俺とミシェルはいつ恋人同士になったのか。
記憶をさかのぼってみるも思い当たる節はない。
そこでミシェルが、
「薄情だよ~。最後の戦いのときに、『ボクのこと好き?』『なんなんだ突然。好きだよ!』って答えたじゃない」
そう言われて俺は、確かに戦闘時に言われた記憶はあるが……あれは、
「愛の告白とかそういった雰囲気のものじゃないだろう!?」
「ボクは愛の告白のつもりだったのにね~。まあいいや、再会もできたことだし」
「そうかそうか、じゃあ後はよろしく。あの程度のラスボスはミシェル一人で十分だろう?」
「周りへの被害がそこそこ出てもいいならいいよ?」
ミシェルがそう言った。
そこで俺は腕の部分の服を引っ張られて、そちらを見るとエイダが、
「できる限り壊さないで。予算が……」
「……はい」
切実なその声に俺は気おされて頷いてしまった。
そしてハデスやレオノーラもサポートを手伝ってくれるらしい。
仕方がないから久しぶりにミシェルと一緒に戦うかと俺は思って、円柱の柄のようなものを取り出した。
それをミシェルは見て、
「その武器、ソウタはすきだよね」
「切れ味のいい剣はお気に入りなんだ」
そう返して、ちょうどこちらに飛んできた、大きな牙をはやした犬のような魔物を切り裂く。
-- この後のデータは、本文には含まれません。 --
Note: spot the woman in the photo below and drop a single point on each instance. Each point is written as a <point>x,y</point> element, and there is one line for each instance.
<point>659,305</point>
飛んできた方向を見ると、ガルツが怒り心頭といったような顔でこちらを見て、
「この私を無視しておしゃべりとは、随分と余裕があるのだな」
「あ、ごめんね~」
「さすがは脳筋美少女魔法剣士のミシェル、だがその余裕は命取りだと知れ、小娘が。あの時の恨みを晴らしてやる!」
そう息巻くガルツだが、そこでミシェルが、
「どちら様でしょうか。ボク記憶にないのですが?」
「……寄ってたかってこの私をバカにして……しねぇえええええ」
ガルツがそう言って大量の魔物を呼び出す。
先ほどの風の刃の攻撃以外で、ここに設置した怪物は動かす予定がないらしい。
それは大きな級の形をしていて俺は今まで見たことがなかった。
まだ動かさないのはどういった意図があるのかと俺は思うが、
「まずは目の前の敵を倒さないといけないのか」
そう呟き、魔物をまた一匹倒したのだった。